Noch nicht zufrieden. Dieses Vorgehen wird im Rahmen eines zweijährigen Pilotversuchs getestet. Nicht ganz im Einklang mit Vertretern der tamilischen Interessen freilich, die das Angebot gerne auf die Hindus der ganzen Region ausgeweitet sähen. Sie argumentieren mit der regionalen Zentrumsfunktion von Burgdorf und dem Umstand, dass sich auch die tamilischen Mitbürgerinnen und Mitbürger mit ihrem Zentrum im Emmental identifizierten. Vorderhand bleibt die Stadt jedoch auf ihrem Standpunkt: «Burgdorf kann kein regionales Zentrum für hinduistische Abdankungen anbieten», fasst ein Schreiben die Haltung der Behörden zusammen.

Berns Bremgartenfriedhof bietet Abhilfe. Die dortige Abdankungskapelle mit 300 Sitzplätzen steht Angehörigen aller Weltreligionen offen. Das Angebot werde von tamilischen Familien in einem Umkreis von ungefähr 20 Kilometern genutzt, sagt Friedhofleiter Thomas Hug. Da sich auf dem Friedhofgelände auch das einzige Krematorium der Stadt befindet, sind alle Voraussetzungen für hinduistische Abdankungen gegeben, denn die Einäscherung des Verstorbenen ist wichtiger Teil der Zeremonie. Bei der Kapelle soll demnächst sogar eine der indischen Göttin Kali geweihte Stelle entstehen, wo nach der Kremation das spirituelle Reinigungsritual stattfinden kann.

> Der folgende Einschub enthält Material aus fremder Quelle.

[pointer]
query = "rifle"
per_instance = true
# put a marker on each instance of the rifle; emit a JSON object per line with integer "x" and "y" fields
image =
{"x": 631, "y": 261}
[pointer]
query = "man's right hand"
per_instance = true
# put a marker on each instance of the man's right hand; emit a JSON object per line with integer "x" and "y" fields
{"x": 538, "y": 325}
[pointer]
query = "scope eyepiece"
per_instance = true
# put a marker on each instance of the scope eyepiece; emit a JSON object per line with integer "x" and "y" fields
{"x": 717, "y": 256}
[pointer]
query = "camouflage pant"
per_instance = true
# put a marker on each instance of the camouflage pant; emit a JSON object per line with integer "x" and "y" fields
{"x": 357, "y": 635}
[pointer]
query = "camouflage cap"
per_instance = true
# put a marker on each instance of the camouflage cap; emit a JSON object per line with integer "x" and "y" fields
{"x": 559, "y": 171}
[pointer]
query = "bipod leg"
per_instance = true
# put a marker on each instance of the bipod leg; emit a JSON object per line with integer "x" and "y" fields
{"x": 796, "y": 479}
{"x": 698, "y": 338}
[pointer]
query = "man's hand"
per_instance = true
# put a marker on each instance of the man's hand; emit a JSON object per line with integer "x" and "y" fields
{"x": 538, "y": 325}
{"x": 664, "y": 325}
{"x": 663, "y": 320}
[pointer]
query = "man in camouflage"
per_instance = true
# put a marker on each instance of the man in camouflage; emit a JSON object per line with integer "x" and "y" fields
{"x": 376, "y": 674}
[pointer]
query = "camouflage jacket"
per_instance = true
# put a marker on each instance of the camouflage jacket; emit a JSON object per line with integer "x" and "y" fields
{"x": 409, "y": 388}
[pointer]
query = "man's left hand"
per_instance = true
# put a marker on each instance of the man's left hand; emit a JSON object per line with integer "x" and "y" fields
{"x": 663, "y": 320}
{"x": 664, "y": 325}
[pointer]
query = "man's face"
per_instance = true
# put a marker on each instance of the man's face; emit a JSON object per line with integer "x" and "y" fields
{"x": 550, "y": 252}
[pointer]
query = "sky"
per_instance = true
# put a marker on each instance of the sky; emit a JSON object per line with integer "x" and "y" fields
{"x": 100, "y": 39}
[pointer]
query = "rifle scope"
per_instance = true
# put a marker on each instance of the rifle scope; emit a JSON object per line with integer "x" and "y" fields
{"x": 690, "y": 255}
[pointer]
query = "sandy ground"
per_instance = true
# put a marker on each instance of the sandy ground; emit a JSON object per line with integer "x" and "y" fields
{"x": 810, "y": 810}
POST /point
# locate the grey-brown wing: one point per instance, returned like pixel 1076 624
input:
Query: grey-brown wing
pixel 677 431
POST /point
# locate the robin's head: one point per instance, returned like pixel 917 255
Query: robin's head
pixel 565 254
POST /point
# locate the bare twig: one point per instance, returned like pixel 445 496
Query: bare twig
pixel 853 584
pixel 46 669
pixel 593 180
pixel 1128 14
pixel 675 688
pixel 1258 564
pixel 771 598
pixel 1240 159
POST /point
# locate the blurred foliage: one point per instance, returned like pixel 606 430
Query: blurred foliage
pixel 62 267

In Bern finden mehr tamilische Abdankungen statt als noch vor zehn, zwölf Jahren. Nicht unbedingt, weil andere Gemeinden ihre tamilischen Bewohner zunehmend nach Bern verweisen, sondern, weil manche der ersten Einwanderer aus Sri Lanka nach und nach ins Sterbealter kommen.